Murray Energy Corp., the private coal giant whose founder pushed the Trump administration for an overhaul of what it called “anti-coal” environmental policy, filed for Chapter 11 protection on Tuesday.

It’s the fifth coal company to head to bankruptcy court this year, in a rapidly shrinking industry that’s being pushed out of the U.S. power market by cheaper and greener energy options as natural gas and renewables. And though restoring coal has been one of President Trump’s central promises since his first campaign, his administration’s efforts to that end have largely failed. Coal once fueled about half of all U.S. electricity; now it powers less than a quarter.

The bankruptcy filing "is another sign of the significant stress on the coal industry today,” said Benjamin Nelson, a coal analyst and Moody’s vice president. Though demand has been declining for about a decade, strong export prices generated solid cash flows in 2017 and 2018, he said. But prices dropped sharply this year, exposing the “poor underlying demand” in the domestic market.

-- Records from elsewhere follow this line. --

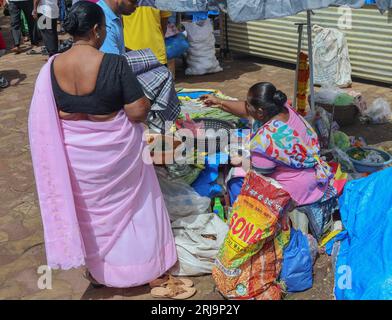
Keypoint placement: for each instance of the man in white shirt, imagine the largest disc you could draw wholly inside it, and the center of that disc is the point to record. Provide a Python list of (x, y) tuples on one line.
[(15, 7), (46, 12)]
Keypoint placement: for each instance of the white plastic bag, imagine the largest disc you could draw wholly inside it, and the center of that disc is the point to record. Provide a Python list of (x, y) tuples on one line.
[(198, 239), (201, 56), (332, 64), (379, 112), (181, 200)]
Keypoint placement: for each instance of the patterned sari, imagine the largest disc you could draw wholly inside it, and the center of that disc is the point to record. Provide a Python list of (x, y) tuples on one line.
[(280, 143)]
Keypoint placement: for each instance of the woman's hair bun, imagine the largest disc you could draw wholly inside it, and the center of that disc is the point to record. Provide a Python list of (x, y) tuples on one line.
[(279, 98), (71, 23)]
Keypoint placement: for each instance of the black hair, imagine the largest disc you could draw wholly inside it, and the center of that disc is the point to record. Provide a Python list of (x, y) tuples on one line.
[(83, 16), (265, 96)]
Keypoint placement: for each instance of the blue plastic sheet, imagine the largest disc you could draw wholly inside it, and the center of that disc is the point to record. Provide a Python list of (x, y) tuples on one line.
[(297, 268), (249, 10), (364, 262), (176, 46), (206, 184)]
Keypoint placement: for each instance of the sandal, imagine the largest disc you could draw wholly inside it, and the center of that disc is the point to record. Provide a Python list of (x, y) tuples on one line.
[(33, 52), (168, 279), (173, 291), (94, 283)]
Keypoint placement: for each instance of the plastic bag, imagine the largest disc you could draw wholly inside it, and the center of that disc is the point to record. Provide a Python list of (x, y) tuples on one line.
[(176, 46), (181, 200), (198, 239), (327, 94), (365, 254), (249, 261), (300, 221), (201, 56), (331, 58), (379, 111), (340, 140), (344, 160), (297, 269)]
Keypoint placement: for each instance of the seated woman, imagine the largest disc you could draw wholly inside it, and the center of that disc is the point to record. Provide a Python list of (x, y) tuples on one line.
[(100, 199), (285, 147)]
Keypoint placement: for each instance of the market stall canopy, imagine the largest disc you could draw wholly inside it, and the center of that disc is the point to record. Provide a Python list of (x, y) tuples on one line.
[(248, 10)]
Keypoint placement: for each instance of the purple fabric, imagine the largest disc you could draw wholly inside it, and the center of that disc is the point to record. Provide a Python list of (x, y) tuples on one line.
[(301, 184)]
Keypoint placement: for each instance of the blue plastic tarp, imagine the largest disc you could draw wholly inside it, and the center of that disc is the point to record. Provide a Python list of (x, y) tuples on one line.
[(364, 263), (248, 10)]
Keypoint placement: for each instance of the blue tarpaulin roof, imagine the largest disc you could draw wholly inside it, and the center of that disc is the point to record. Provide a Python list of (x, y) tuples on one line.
[(248, 10)]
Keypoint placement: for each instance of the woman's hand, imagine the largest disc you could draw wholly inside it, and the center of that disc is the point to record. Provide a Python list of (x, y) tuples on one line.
[(211, 101)]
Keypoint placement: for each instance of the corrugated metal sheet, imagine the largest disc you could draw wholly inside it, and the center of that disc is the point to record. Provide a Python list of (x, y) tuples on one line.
[(369, 40)]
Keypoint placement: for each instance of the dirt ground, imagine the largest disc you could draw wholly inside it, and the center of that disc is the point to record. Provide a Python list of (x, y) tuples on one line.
[(21, 235)]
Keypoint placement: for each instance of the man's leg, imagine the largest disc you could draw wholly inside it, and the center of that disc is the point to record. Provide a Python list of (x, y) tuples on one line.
[(50, 36), (27, 7), (15, 24)]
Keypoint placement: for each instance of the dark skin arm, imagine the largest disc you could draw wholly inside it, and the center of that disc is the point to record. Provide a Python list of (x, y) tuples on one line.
[(138, 110), (237, 108)]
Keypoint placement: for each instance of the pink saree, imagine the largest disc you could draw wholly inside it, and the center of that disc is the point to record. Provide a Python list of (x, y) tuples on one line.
[(101, 204)]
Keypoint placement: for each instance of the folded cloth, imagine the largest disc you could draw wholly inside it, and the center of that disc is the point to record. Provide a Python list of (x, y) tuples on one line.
[(157, 83)]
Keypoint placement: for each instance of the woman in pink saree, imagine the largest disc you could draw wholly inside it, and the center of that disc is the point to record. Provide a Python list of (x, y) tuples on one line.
[(100, 201)]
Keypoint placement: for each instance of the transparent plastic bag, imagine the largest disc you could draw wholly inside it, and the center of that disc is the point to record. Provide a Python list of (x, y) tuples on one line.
[(379, 111), (181, 199)]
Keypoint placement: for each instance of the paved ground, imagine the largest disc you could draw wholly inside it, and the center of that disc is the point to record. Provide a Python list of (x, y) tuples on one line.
[(21, 237)]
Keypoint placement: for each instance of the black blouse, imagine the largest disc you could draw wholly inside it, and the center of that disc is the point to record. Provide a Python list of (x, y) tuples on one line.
[(116, 86)]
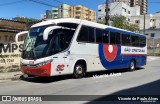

The St. Clairsville, Ohio-based Murray Energy said it reached a restructuring agreement with its creditors and will finance its operations with cash on hand and $350 million in new financing. Robert Murray, who founded the company with a single Ohio mine in 1988, will step down as chief executive and become chairman of the board. He’ll be replaced by Robert Moore, the president and chief executive of Foresight Energy, a Murray Energy subsidiary that is not part of the bankruptcy proceedings.

Murray, who started working in coal mines at 16 to support his family, has long been a Trump ally, donating generously to his campaign and hosting a fundraiser in West Virginia this summer. In 2017, Murray met with White House energy officials to offer an “action plan” calling for deep cuts in the Environmental Protection Agency’s staff, withdrawal from the Paris Climate Agreement, a rollback of safety and pollution regulations and the repeal of President Barack Obama’s Clean Power Plan.

Within a year, the administration followed through by pledging to withdraw from the Paris accord, delivering cuts at the EPA and beginning to repeal and replace the Obama-era plan to curb climate-warming emissions from coal-fired power plants.

Yet at other times, Murray’s efforts to have the federal government throw a lifeline to the coal industry were spurned by independent agencies despite support from Trump and his deputies.

Last year, regulators on the Federal Energy Regulatory Commission, including four selected by Trump, unanimously rejected a proposal from Energy Secretary Rick Perry that was widely seen as a way of propping up ailing coal and nuclear plants.

And in February, Trump tried to intervene with the Tennessee Valley Authority to keep open two coal plants that bought most of their coal from Murray. But the independent agency defied Trump and voted to close the plants anyway.

The always outspoken Murray has blasted FERC as “feckless” for failing to protect coal plants and said he is “extremely disappointed" in the TVA’s decision.

But Murray reserved his sharpest criticism for Obama, who he once called “the greatest enemy I’ve ever had in my life” for issuing regulations he saw as destructive to the industry in which he had spent his entire working life.

Murray Energy operates more than a dozen mines throughout Ohio, Kentucky, West Virginia, Illinois and Utah and produced 76 million tons of coal annually. It employs 7,000 people, according to its website, and counts billions in unfunded retirement benefits and workers’ compensation among its liabilities, the Wall Street Journal reported.

“Now comes the part where workers and their families pay the price for corporate decision-making and governmental actions,” the United Mine Workers of America, which represents a large chunk of Murray Energy’s full time employees, said in a statement Tuesday. “Murray will file a motion in bankruptcy court to throw out its collective bargaining agreement with the union. It will seek to be relieved of its obligations to retirees, their dependents and widows. We have seen this sad act too many times before.”